You can do this but I’m not sure why you would. And they are going to generate a lot of output if N * K is large. If you’re not going to use them in the model, it’s much more efficient to define them in generated quantities as follows.
generated quantities {
matrix[N, K] pseudo_counts;
for (n in 1:N) {
pseudo_counts[n] = alpha + x[n];
}
}
The bigger issue in this model is the centered hierarchical model for alpha. I would think the following would be more effective, because you probably want multiplicative errors in the alph:
parameters {
real mu; // no lower bound!!!
real<lower=0> sigma;
vector<offset=mu, multiplier=sigma>[K] alpha_raw;
...
transformed parameters {
vector[K] alpha = exp(alpha_raw);
...
model {
mu ~ normal(...);
sigma ~ lognormal(...);
alpha_raw ~ normal(mu, sigma);
Even in your original model, there’s no reason to constrain mu > 0. It’s too bad the dirichlet_multinomial isn’t vectorized yet in Stan or you could make this faster that way.
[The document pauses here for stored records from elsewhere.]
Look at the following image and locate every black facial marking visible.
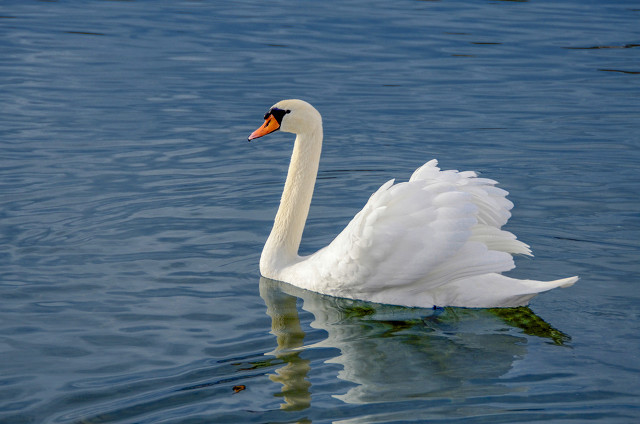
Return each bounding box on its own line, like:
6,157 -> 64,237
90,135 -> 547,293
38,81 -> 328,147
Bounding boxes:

That may still be a challenge because the gamma(1/K, 1) has a mean of 1/K, which means that the mass is concentrated into the corners (i.e., alpha < 1) and will generate near-zero values for the components with alpha[k] < 1. It also has a mode at alpha = 0, which can be problematic. What kind of posterior estimates are you getting for alpha in this model?